After a meal and a cup of cha on the ledge overlooking the savanna, we returned to work refitting the gig. It had ended up nose to the canyon wall, which was going to make it awkward to launch, but it allowed me to easily access to work on the stern engine mounts and steering rudders. We hacked out a little grotto in the tangle of vines and branches around the gig to give us room to work.
We lost the wreckage of the fore and aft sections of the gig sometime during the storm, leaving us only the gig's useless fitting to salvage and rework using the printer, making metal in short supply. However, plastic made from oil extracted from vegetation worked for many of the parts including the wing panels so we were not in desperate straits. Over the next several rounds, I set up a test site in the canyon to test the engines to make certain they were functional and controllable, with our newly reprogrammed controls, before installing them in the gig. Reprogramming the gig's program to control our new engine array was Cin's project, since she was adept at altering programs to steal secrets. In the process, I suspect she also took ownership of the gig as well. No matter. Tests proved that we had three solid micro-plasma rockets, and two serviceable ones. What sort of speed we'd be able to obtain from them was a question that would have to wait until the shakedown cruise.
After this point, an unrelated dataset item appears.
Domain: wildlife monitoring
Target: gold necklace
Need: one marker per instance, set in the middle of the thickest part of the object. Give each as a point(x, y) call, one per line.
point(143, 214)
With the main engines tested, we switched our efforts to installing metal and plastic components of the steering wings and rudder. We had stripped the interior of the gig of all its useless components - things like the control consoles for systems lost in the wreck, damaged acceleration chairs from the forward compartment and such, cutting them into small pieces and feeding them to the printer to be printed out as the frames, mounts, and control rods I had designed to steer the gig in the atmosphere. We assembled and welded the wing struts and metal frame on the upper hull, and then mounted an array of electric motors to control the movable plastic flaps. We built a control console for the rudder and wings as well as replacing the storm damaged radar transponder and radio antenna and mounted an array of cameras to serve our view panels.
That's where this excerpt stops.